Und als ob das nicht schon genug des Neuen wäre, überraschte der
Koalitionsausschuss zudem noch mit bislang ungekannter Milde. Es
wurde gewissermaßen das Kontrastprogramm geboten zu den hitzigen und
quälend langen Runden, bei denen sich Seehofer und Merkel in der
Vergangenheit über die Flüchtlingspolitik stritten. Krisengipfel
waren gestern. Die Zeiten ändern sich - und die Akteure auch. Doch
das Bild des gestrigen Abends kann nicht darüber hinweg täuschen,
dass sich die Berliner Koalitionäre in wichtigen politischen Fragen
streiten wie die sprichwörtlichen Kesselflicker. SPD-Chefin Andrea
Nahles erschien mit einem ganzen Strauß von Vorschlägen für das neue
Sozialstaatskonzept ihrer Partei im Kanzleramt. Und als Schleife
darum gebunden: das Respekt-Grundrenten-Modell von Sozialminister
Hubertus Heil. Menschen, die über 35 Jahre für nur wenig Geld
gearbeitet haben, sollen im Alter mehr bekommen als die
Grundsicherung. Und zwar ohne dass ihre Bedürftigkeit in jedem
Einzelfall geprüft wird. Aber genau diese Bedürftigkeitsprüfung ist
der Knackpunkt, an dem die Union auf keinen Fall mitmachen wird.

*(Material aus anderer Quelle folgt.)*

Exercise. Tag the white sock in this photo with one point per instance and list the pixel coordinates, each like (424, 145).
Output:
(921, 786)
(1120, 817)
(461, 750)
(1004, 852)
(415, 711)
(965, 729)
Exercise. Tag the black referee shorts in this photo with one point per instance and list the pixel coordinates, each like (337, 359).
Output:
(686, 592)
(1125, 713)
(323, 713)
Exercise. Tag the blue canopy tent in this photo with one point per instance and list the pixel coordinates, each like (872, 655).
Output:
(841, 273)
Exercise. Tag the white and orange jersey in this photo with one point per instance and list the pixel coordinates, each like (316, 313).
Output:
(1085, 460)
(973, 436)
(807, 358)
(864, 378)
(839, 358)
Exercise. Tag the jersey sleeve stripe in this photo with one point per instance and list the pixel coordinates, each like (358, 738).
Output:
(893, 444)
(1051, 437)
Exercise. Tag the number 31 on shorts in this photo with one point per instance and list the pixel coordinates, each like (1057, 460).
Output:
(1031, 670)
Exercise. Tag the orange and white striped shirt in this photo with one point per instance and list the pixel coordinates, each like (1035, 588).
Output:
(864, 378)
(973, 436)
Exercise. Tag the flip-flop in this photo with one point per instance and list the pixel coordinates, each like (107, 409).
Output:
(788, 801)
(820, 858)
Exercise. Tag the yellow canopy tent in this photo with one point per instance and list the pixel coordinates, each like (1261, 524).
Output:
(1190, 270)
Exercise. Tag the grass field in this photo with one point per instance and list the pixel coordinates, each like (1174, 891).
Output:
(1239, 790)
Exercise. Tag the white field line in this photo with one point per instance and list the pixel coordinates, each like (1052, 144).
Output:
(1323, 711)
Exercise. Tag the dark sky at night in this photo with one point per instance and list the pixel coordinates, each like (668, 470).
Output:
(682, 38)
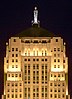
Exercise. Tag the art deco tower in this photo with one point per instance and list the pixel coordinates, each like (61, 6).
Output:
(36, 65)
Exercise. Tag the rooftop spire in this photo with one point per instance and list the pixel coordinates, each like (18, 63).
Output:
(35, 21)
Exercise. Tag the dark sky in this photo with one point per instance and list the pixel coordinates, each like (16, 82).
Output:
(54, 15)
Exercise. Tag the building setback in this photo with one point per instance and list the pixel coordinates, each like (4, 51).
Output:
(36, 65)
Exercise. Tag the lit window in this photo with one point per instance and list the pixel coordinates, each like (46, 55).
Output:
(16, 90)
(58, 95)
(33, 59)
(8, 90)
(58, 49)
(16, 60)
(12, 84)
(8, 75)
(55, 95)
(56, 40)
(58, 66)
(58, 60)
(16, 75)
(54, 55)
(37, 59)
(12, 60)
(28, 59)
(63, 61)
(54, 66)
(16, 66)
(20, 95)
(20, 84)
(12, 55)
(64, 66)
(12, 75)
(14, 40)
(54, 60)
(15, 95)
(42, 59)
(16, 49)
(45, 59)
(50, 84)
(50, 95)
(8, 95)
(12, 49)
(12, 66)
(19, 75)
(16, 55)
(54, 49)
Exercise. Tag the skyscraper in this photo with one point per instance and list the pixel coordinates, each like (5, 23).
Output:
(36, 65)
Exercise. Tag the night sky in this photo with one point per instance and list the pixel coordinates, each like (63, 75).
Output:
(54, 15)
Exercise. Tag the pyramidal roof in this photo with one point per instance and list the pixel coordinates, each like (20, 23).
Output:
(35, 30)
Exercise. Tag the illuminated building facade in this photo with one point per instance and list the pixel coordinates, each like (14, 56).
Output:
(36, 65)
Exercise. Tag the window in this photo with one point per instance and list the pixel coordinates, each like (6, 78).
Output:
(55, 90)
(16, 75)
(19, 75)
(20, 84)
(8, 75)
(58, 49)
(12, 55)
(58, 90)
(12, 49)
(50, 95)
(64, 66)
(14, 40)
(51, 75)
(54, 49)
(16, 55)
(58, 95)
(54, 55)
(15, 95)
(45, 59)
(50, 90)
(12, 60)
(28, 59)
(42, 59)
(16, 84)
(58, 66)
(25, 59)
(16, 60)
(63, 95)
(20, 95)
(16, 49)
(8, 95)
(42, 94)
(12, 75)
(37, 59)
(12, 84)
(16, 66)
(12, 66)
(50, 84)
(16, 90)
(54, 66)
(54, 60)
(56, 40)
(33, 59)
(58, 60)
(63, 61)
(8, 90)
(55, 95)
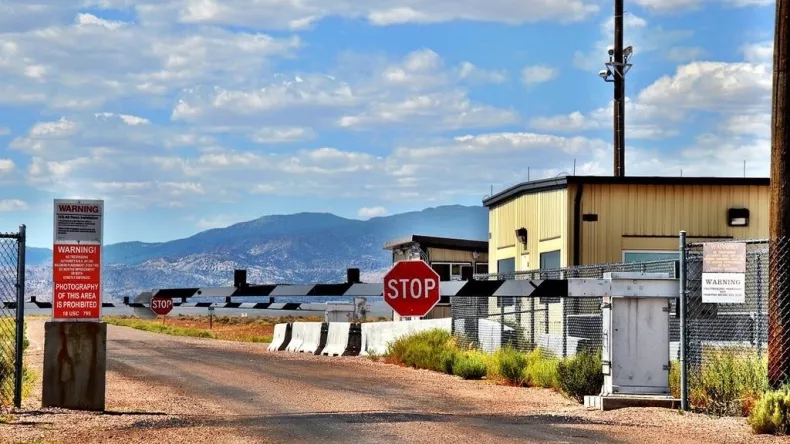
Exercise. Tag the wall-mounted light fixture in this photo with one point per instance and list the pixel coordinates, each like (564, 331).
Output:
(521, 235)
(738, 217)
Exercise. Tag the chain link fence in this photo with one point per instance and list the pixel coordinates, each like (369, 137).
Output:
(559, 326)
(727, 342)
(11, 288)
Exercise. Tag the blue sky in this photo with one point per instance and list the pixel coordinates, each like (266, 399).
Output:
(191, 114)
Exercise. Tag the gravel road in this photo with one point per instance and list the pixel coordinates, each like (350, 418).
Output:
(170, 389)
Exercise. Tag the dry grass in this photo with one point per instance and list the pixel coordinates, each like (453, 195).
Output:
(229, 328)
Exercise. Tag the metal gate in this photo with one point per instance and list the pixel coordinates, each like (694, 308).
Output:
(12, 332)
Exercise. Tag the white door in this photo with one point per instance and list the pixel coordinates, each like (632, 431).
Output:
(640, 341)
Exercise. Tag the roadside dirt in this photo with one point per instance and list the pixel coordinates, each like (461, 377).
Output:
(173, 389)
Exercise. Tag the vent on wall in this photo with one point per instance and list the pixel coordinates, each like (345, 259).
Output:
(738, 217)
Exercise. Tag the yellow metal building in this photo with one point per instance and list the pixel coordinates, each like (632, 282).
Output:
(586, 220)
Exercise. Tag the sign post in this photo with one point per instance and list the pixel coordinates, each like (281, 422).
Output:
(411, 288)
(724, 273)
(77, 260)
(161, 305)
(75, 340)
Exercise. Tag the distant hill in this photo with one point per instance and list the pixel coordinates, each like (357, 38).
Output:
(296, 248)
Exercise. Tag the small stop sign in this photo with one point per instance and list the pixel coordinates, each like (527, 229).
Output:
(161, 305)
(411, 288)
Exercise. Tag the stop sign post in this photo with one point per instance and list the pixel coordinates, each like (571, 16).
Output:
(411, 288)
(161, 305)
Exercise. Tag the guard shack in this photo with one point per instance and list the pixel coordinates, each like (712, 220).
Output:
(635, 313)
(453, 259)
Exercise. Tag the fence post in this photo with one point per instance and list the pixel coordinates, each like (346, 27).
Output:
(564, 302)
(684, 395)
(20, 316)
(759, 309)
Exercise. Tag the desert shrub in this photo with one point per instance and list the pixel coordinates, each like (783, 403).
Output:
(580, 375)
(771, 413)
(541, 370)
(510, 365)
(470, 365)
(728, 383)
(425, 350)
(447, 358)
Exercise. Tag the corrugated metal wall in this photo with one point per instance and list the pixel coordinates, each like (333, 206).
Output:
(649, 217)
(544, 215)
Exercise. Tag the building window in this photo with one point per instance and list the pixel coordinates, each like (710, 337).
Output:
(647, 255)
(452, 272)
(506, 267)
(550, 260)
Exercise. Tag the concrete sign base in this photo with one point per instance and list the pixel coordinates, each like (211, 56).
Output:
(75, 363)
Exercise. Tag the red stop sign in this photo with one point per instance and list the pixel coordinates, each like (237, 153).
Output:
(411, 288)
(161, 305)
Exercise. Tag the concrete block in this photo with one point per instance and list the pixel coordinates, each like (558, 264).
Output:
(75, 364)
(613, 402)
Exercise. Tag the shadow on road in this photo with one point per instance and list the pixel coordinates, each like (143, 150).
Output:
(315, 427)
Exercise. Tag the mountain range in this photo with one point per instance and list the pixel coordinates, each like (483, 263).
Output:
(296, 248)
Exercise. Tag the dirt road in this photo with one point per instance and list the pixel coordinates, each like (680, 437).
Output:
(170, 389)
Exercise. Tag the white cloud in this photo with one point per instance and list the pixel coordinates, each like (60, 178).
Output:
(762, 52)
(61, 128)
(532, 75)
(642, 121)
(712, 86)
(218, 221)
(9, 205)
(293, 14)
(685, 53)
(7, 166)
(417, 90)
(92, 60)
(125, 118)
(469, 72)
(669, 6)
(368, 212)
(282, 135)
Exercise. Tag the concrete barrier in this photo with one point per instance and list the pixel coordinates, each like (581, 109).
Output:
(280, 337)
(336, 339)
(311, 338)
(376, 336)
(297, 336)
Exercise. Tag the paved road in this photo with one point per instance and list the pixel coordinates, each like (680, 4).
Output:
(298, 398)
(216, 391)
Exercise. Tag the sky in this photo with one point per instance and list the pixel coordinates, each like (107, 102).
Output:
(185, 115)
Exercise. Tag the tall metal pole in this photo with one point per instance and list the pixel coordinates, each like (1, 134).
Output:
(684, 389)
(778, 265)
(20, 316)
(619, 92)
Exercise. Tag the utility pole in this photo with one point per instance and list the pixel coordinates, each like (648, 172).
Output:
(779, 252)
(619, 92)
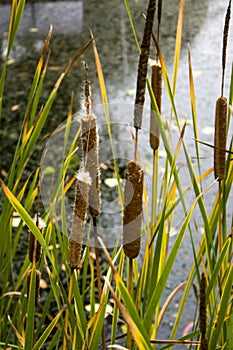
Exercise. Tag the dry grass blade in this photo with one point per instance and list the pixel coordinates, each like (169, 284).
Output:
(142, 66)
(132, 216)
(220, 138)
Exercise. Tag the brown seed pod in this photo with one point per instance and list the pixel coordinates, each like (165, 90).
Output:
(37, 287)
(156, 84)
(79, 219)
(132, 215)
(220, 138)
(91, 161)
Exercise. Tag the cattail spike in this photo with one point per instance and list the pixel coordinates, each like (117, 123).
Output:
(225, 37)
(79, 219)
(91, 161)
(220, 138)
(156, 83)
(132, 216)
(142, 66)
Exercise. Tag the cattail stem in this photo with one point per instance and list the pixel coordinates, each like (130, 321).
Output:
(154, 191)
(37, 286)
(142, 66)
(67, 311)
(156, 84)
(132, 216)
(225, 37)
(159, 16)
(220, 138)
(79, 219)
(130, 289)
(98, 271)
(202, 313)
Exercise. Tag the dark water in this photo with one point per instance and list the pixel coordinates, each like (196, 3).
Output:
(203, 24)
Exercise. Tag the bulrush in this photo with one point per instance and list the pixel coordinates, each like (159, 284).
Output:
(220, 138)
(156, 84)
(34, 247)
(79, 218)
(91, 161)
(132, 216)
(142, 65)
(37, 287)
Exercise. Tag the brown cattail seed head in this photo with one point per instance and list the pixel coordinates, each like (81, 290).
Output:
(220, 138)
(37, 287)
(156, 83)
(91, 161)
(79, 218)
(132, 216)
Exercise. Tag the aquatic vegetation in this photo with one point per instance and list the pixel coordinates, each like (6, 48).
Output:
(82, 274)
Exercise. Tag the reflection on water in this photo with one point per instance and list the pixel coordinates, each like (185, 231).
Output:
(71, 21)
(203, 24)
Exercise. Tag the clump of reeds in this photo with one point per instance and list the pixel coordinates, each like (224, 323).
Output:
(220, 135)
(79, 218)
(132, 216)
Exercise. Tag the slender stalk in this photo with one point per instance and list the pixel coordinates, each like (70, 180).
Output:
(67, 311)
(130, 288)
(98, 271)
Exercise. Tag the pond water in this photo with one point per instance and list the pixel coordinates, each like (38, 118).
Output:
(203, 25)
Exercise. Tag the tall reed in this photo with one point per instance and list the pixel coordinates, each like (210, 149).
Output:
(83, 184)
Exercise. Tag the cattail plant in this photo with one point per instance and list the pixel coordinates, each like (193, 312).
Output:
(142, 66)
(156, 84)
(79, 218)
(132, 215)
(220, 135)
(91, 161)
(37, 286)
(90, 155)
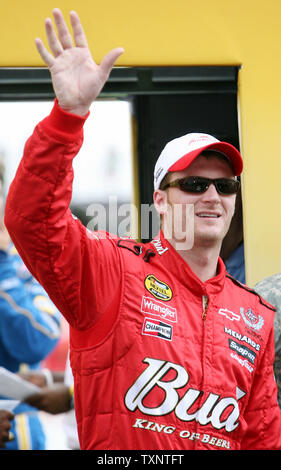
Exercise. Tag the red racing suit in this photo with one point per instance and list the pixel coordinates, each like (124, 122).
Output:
(160, 359)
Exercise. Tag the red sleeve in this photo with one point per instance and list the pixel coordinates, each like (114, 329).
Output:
(72, 266)
(263, 414)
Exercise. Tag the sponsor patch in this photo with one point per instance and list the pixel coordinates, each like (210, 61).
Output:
(229, 315)
(159, 289)
(242, 350)
(158, 309)
(252, 320)
(157, 328)
(243, 338)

Bereits im Vorfeld des gestrigen Treffens hatten Kramp-Karrenbauer,
Söder oder CSU-Landesgruppenchef Alexander Dobrindt kein gutes Haar
an Heils Rentenkonzept gelassen. Es schaffe nämlich neue
Ungerechtigkeiten, wenn etwa auch die Gattin eines gut verdienenden
Arztes die neue Grundrente bekäme, selbst wenn sie nur ein paar
Stunden täglich in der Praxis mitgeholfen habe, hieß es. Zudem sei
Heils Vorschlag schlicht nicht bezahlbar. Zwischen sechs und acht
Milliarden Euro müsse der Staat für die Respekt-Rente jedes Jahr
zuzahlen. Unbezahlbar, wetterte die Union. Doch was bei anderen
Koalitionsgipfeln mindestens zu einem mittelschweren Eklat geführt
hätte, wurde gestern ziemlich unaufgeregt einfach zur Kenntnis
genommen und abgehakt. Die SPD wird ihr Grundrenten-Modell in dieser
Form nicht durchbekommen. Aber auf der anderen Seite ist es in dieser
Wahlperiode ebenso Essig mit der völligen Abschaffung des
Soli-Zuschlages, den immerhin Parteitage von CDU und CSU vehement
gefordert haben. Es bleibt dabei, dass "lediglich" den 90 Prozent der
Steuerzahler mit niedrigen und mittleren Einkommen der Soli von den
Schultern genommen werden wird. Man sieht, der einst mit viel Mühe
ausgehandelte GroKo-Vertrag entfaltet ungeahnte Kraft. Für
Extrawürste ist da kein Platz, weder für die Union, noch für die SPD.
Und das ist gar nicht mal so schlecht, denn so werden teure
Kompromisse zu Lasten der Steuerzahler verhindert. Es ist jedenfalls
ein echter Fortschritt, dass die Profilierungsversuche von SPD-, aber
auch von Unions-Seite, das Tagesgeschäft der GroKo nicht weiter
stören. Überraschend einig sind sich die Koalitionsspitzen auch
darin, dass das schwarz-rote Bündnis bis zum Jahr 2021 halten muss.
Was beide Seiten zusammenhält, ist die Furcht vor vorgezogenen
Neuwahlen. Dabei drohte der SPD der schmachvolle Absturz auf Rang
vier, hinter Union sowie hinter Grüne und AfD. Aber auch den
Unionsparteien käme ein vorzeitiger Urnengang ungelegen, weil sie
dann aus dem Stand heraus die Kandidatenfrage entscheiden - und
schließlich Wahlkampf für die bundesweit immer noch relativ
unbekannte Annegret Kramp-Karrenbauer machen müssten.